COLUMBUS, Ohio — While much effort is currently invested in understanding how COVID-19 (SARS-CoV-2) spreads among and infects humans, researchers at The Ohio State University are focusing on better understanding how the virus might arise and mutate in animal populations, and in turn impact humans.
Dr. Vanessa L. Hale, assistant professor of veterinary preventive medicine at The Ohio State University College of Veterinary Medicine, alongside peers from the Infectious Disease Institute and Center of Microbiome Science, is coordinating the efforts of investigators across various departments and colleges at Ohio State.
“We’re seeing that it’s not good enough to just respond to a pandemic. We need to be prepared for it in terms of strategies and logistics and understand the science behind animal to human and human to animal disease transmission,” Hale said.
“We spend a lot of time understanding how the disease transmits within humans, and now we are taking a step back to examine if animals can carry the virus, if they get sick and whether they can re-infect humans. Finding the answers to these questions will help predict and prevent future infections.”
The University-wide program including veterinarians, microbiologists and epidemiologists is known as eSCOUT: Environmental Surveillance for COVID-19 in Ohio: Understanding Transmission. Together, these experts are testing pets, farm animals and wildlife and examining samples in the lab.
The goal is to identify whether the virus exists in different animal populations and the likelihood that those animals could harbor mutations and potentially pass COVID-19 back to humans in a new form.
Identifying SARS-CoV-2 in animals can help to start answering questions about what kinds of animals can be infected, symptomatically or asymptomatically, and if these animals can then transmit the virus to other animals or people. Environmental and animal surveillance will provide critical insights on current circulating SARS-CoV-2 strains as well as emerging mutations and spread.
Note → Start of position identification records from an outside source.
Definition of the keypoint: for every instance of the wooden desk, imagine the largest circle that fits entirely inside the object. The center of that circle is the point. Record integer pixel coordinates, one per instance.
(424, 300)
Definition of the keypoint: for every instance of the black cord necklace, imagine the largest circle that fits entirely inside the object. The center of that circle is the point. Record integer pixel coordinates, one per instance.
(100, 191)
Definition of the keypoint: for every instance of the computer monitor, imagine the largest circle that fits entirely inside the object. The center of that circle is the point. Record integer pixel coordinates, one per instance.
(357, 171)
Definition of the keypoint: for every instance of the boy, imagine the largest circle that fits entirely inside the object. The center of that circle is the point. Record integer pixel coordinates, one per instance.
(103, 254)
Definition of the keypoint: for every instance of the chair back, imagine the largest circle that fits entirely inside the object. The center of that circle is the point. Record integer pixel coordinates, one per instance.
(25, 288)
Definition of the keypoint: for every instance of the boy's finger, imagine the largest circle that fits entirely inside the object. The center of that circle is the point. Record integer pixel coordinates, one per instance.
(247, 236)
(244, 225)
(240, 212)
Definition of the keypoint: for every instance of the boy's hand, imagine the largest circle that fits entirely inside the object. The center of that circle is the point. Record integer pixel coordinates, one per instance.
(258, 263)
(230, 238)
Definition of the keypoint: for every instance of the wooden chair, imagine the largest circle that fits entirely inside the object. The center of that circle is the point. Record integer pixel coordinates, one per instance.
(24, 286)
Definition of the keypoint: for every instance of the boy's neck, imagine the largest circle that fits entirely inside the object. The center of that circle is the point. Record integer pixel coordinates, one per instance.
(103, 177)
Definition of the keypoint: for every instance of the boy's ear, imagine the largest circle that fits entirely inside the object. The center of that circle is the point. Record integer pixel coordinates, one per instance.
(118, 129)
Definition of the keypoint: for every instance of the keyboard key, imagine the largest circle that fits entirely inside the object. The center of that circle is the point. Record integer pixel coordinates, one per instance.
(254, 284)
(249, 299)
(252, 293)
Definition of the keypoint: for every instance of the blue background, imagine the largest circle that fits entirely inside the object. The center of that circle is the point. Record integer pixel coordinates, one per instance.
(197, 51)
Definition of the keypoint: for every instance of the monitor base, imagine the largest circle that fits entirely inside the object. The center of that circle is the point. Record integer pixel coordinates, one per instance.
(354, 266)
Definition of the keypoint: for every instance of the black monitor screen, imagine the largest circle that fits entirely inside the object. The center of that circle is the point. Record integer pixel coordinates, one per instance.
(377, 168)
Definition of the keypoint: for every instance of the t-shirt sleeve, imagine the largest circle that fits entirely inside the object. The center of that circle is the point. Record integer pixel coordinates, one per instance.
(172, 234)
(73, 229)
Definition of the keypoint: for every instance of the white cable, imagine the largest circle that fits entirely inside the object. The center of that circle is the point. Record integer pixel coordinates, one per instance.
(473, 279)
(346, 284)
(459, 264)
This monitoring is vital to help predict and prevent future outbreaks and spillover events.
eSCOUT is also involved in testing wastewater and storm water (also referred to as urban runoff) around Ohio for SARS-CoV-2. Researches say that identifying the virus in wastewater can help determine how much and what strain of virus is circulating within a population. Viral spikes in wastewater also allow early detection of outbreaks.
“Pandemics really highlight one health, which is human health, animal health and environmental health. Veterinarians, as well as environmental microbiologists, wildlife biologists and epidemiologists are really essential to understanding the whole dynamic of a pandemic,” Hale said.
Environmental surveillance has been used in the past to identify new strains of the flu that could potentially spillover from animals to humans. It’s likely that this same kind of surveillance will play a critical role in mitigating the COVID-19 pandemic as well as long-term preventive efforts.